Feature Article - May/June 2015

The Other 'R': Trends in Recognition

Elevate Performance, Strengthen Culture, Retain Your Best

By Brian Summerfield

Desire for recognition is more or less a universal human trait. There may be rare exceptions, but people generally want to feel they're appreciated when they do their job well or accomplish something new and different.

What isn't universal is how people want to be recognized at a particular point in time. Depending on the person and the achievement, a simple "Attaboy" (or "Attagirl," as the case may be) might suffice, but other situations might call for bringing out the proverbial brass band and 21-gun salute.

If you want to motivate and engage your employees, encourage specific behaviors, create a culture of purpose and fulfillment, and instill a sense of achievement and pride, then you should be familiar with the recognition landscape. Here's what you need to know.

Getting Strategic

In the past, recognition was thought of mostly in tactical terms, if and when it was actually reflected on at all. Organizational leaders and managers probably viewed it as a succession of isolated events that took place whenever they deemed an action or accomplishment "worthy" of their praise.

But today, many companies view recognition as a pillar of people management, said Susan Adams, director of engagement for Dittman Incentive Marketing and current board member of the Incentive Marketing Association.

"Increasingly, leadership training and development delivers a message that engaging and recognizing employees is a required skill," she said. "Managers are now expected to be effective at recognizing employees and providing timely feedback on the organization's needs and interests."

And plenty of data supports that approach. Adams pointed to recent research from Gallup that found "the No. 1 reason people leave their jobs: They don't feel appreciated. Sixty-five percent of Americans received no recognition in the workplace last year." She also cited a quote from an Aon Hewitt report that said, "According to employees worldwide, the engagement drivers needing immediate attention are career opportunities, recognition and organization reputation."

"A recognition program provides a way to communicate what's important to the company and is also critical to employee engagement and retention," Adams explained. "Employees are looking for direction and feedback. They want meaningful work—to be appreciated for their efforts and to work for a company that makes them proud. A recognition program is important to developing a culture where expectations are clear and achievements are celebrated. It also makes explicit the relationship between contributing best efforts and personal aspirations for success and acknowledgment. Research shows that the engagement which is then generated has a significant impact on the health of the organization, both in terms of quality and profitability."

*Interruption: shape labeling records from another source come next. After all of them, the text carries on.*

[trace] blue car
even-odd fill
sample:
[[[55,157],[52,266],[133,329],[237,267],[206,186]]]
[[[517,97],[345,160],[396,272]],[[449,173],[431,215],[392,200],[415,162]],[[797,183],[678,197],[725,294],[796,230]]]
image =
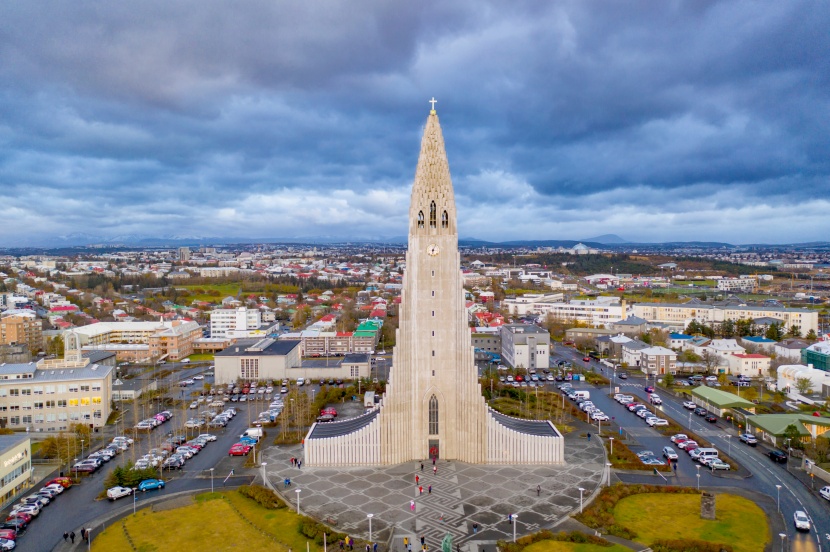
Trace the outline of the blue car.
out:
[[[138,484],[138,490],[144,493],[146,493],[147,491],[152,491],[153,489],[163,488],[164,481],[162,481],[161,479],[145,479],[144,481]]]

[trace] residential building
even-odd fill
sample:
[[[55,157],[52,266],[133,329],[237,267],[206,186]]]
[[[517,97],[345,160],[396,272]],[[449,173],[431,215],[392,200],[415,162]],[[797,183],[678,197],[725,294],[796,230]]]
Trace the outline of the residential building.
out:
[[[0,435],[0,504],[31,486],[32,441],[27,434]]]
[[[801,351],[801,363],[812,364],[816,370],[830,372],[830,341],[813,343]]]
[[[210,311],[210,337],[245,338],[249,337],[249,331],[259,330],[261,326],[262,313],[259,309],[237,307]]]
[[[803,339],[782,339],[773,347],[775,356],[782,360],[798,362],[801,360],[801,351],[810,346],[809,341]]]
[[[650,376],[674,374],[677,371],[677,353],[666,347],[646,347],[640,350],[639,366]]]
[[[798,326],[802,334],[810,330],[818,333],[818,311],[785,307],[750,307],[742,305],[714,305],[689,303],[637,303],[634,315],[649,322],[672,322],[686,327],[692,320],[701,324],[719,324],[725,320],[754,320],[762,317],[782,320],[784,325]]]
[[[0,318],[0,345],[25,344],[30,349],[43,347],[43,325],[33,311],[15,310]]]
[[[536,370],[550,365],[550,334],[533,324],[500,328],[502,361],[513,368]]]
[[[765,376],[771,361],[768,356],[754,353],[734,353],[727,357],[730,374],[751,378]]]
[[[753,293],[757,288],[758,280],[751,276],[746,278],[721,278],[718,280],[719,291]]]
[[[112,350],[127,361],[137,360],[143,353],[141,347],[120,345],[146,345],[147,357],[143,360],[181,360],[193,354],[194,342],[202,337],[198,322],[172,320],[163,322],[98,322],[74,328],[81,346],[88,349]],[[120,360],[120,359],[119,359]]]

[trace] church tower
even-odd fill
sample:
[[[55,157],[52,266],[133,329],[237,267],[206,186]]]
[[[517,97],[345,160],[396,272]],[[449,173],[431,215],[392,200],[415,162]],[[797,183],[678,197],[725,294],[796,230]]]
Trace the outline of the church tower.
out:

A few years ago, the issue wasn't so pressing. During the height of the Great Recession, jobs were so scarce that most U.S. workers didn't think they could afford to grumble about the fact that they felt unappreciated. But recent figures from the Bureau of Labor Statistics show unemployment levels falling back down near the historical norm of 5 percent. Consequently, people feel they have more options in the job market, and their reservations about speaking up or taking action in these circumstances are largely gone. To illustrate this point, Adams pointed to recent research from Blessing White that found 87 percent of employees surveyed said it was more likely that they would quit than be fired.

"The growing talent deficit is emerging as one of the most important issues in the workplace today," Adams said. "Employees are taking a hard look at what their company has to offer, including those three drivers identified by Aon Hewitt: career opportunities, recognition and organization reputation. If there is no clear direction and no recognition for a job well done, a talent exodus is likely. Best-in-class businesses now understand that employee engagement is part of a strategic plan to connect people with the organization and to inspire their best efforts. Recognition and rewards programs are important parts of the foundation on which the brand's success is built."